As many of you know, PAs across Illinois are now required to register for the state’s Prescription Monitoring Program (PMP) and access the PMP for certain prescriptions. Here are a list of Frequently Asked Questions from the Illinois Department of Human Services for you to review and if you have further questions on these, you can contact the Department of Human Services at www.ilpmp.org or email our lobbyist Dan Shomon at email@example.com. The first three questions were posed by IAPA President Mindy Sanders and are more related to PAs and that’s why the answers are red.
Q: If prescribers have access to the PMP via their electronic health record, do they still need to register as individuals?
A: Yes, they will need to register separately on the website in order to be compliant with Public Act 100-0564.
Q: Also, it should be noted that when prescribers access the PMP via their electronic health record, the PMP is unable to track this. Our president Mindy Sanders brought this issue up on a PMP conference call. She accesses the PMP routinely through her EHR. She received an email from PMP stating that her username and password were going to expire because she had not used it recently.
A: The website and the automated connection are different, if a prescriber does not check the website for a year, the account will deactivate.
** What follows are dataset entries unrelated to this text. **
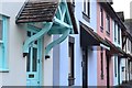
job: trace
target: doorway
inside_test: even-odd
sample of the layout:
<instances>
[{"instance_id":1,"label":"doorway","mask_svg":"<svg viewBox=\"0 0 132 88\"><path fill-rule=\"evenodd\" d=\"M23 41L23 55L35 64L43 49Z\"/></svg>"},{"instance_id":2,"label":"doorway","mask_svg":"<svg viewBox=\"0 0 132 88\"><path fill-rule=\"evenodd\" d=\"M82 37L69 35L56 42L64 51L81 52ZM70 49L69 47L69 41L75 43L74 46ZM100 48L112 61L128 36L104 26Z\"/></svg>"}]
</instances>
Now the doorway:
<instances>
[{"instance_id":1,"label":"doorway","mask_svg":"<svg viewBox=\"0 0 132 88\"><path fill-rule=\"evenodd\" d=\"M32 36L35 33L28 32L28 36ZM29 46L29 55L26 58L26 86L41 86L41 73L42 73L42 40L32 42Z\"/></svg>"}]
</instances>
The law says they must register not that they need to maintain active accts so I don’t think a deactivated acct makes them non-compliant.
- Is there a way to track this is in the notes of a patient in the EHR or are these notes protected by HIPAA?
- This is a question for the EHRs, I do believe some of them have this capability but it would need to be confirmed with the EHR system itself.
Q: Who must register on the PMP website?
A: All prescribers with a control substance license must register with the ILPMP regardless of practice.
Q: Does utilizing the PMP through the EHR automated connection mean that you are registered?
A: No, every prescriber must register on the PMP website to be compliant with Public Act 100-0564.
Q: What is considered “document the attempt to check the PMP”?
A: It will be up the prescribers and the health care organizations to develop internal policies to ensure compliance with the documentation portion set forth in Public Act 100-0564.
Q: What constitutes an “initial prescription”?
A: All CII scripts will be considered initial, since there are no refills on CII’s .
Q: Is there a penalty for failure to comply?
A: The Department of Financial and Professional Regulation (IDFPR) is generally authorized to take disciplinary or non-disciplinary enforcement action against any prescriber for failure to comply. Instances of non-compliance will be handled on a case-by-case basis. The IDFPR encourages early compliance, and will enforce new requirements to assist in the goal of reducing opioid abuse and overdose.
Q: Is there any way for a large provider (i.e. hospital) to check in “a batch way” to see if their employees have registered? They are encouraging compliance and want to make sure they are in compliance.
A: Each prescriber should register themselves on the website.
Q: Will there be any way for hospitals to get a list of those registered, so they can check on the backend to see who is not registered?
A: If a hospital can provide a list of users, we can verify those registered.
Q: If an inpatient is being ordered a new CS for in hospital use, does the prescriber (or their designees) have to look at the PMP first, before prescribing and dispensing? And if so, do both of them have to document somewhere in the EHR that they did?
A: We would consider inpatient use exempt from the requirements set forth in this public act.
(f) This Section shall not be construed to apply to inpatients, residents at hospitals or other institutions, or to institutional pharmacies.
Q: Is there an exemption for checking the PMP database for short-term prescriptions, i.e. 3 days or less?
A: The only exemptions listed include the following
- Oncology Treatment;
- Palliative Care;
- 7-Day or less supply provided by an Emergency Department (treating an acute, traumatic medical condition)
(f) This Section shall not be construed to apply to inpatients or residents at hospitals or other institutions or to institutional pharmacies.
Q: If the patient is receiving one dose of a pre-op Controlled Substance during an outpatient surgery, is accessing the PMP and documentation required?
A: It would not be required if the prescriber is not issuing an actual prescription, but it would still be considered best practice to know the patient’s controlled substance history.
Q: Where can I find information on designees?
A: The administrative rule can be found on our website or you can follow the link for more information http://www.ilga.gov/commission/jcar/admincode/077/077020800002100R.html
Q: Is there a limit to the number of designees a prescriber or dispenser may have?
A: Yes, they are limited to three.
Q: Can several prescribers designate the same designee?
Q: How does a prescriber or dispenser designate access to another individual? Do they have to go through your department, or can they just hand over their access codes?
A: We are in the process of creating a webpage that will allow for such access, both the prescriber and designee will need to register on the webpage and verify access. A user should never share their username and password.
Q: Do they have to identify whose agent/designee they would be? Do they need any specific information from the prescriber or dispenser?
A: The designee pages are in process and we hope to have them functioning soon. The designee and the prescribers will need to be linked with permission from both.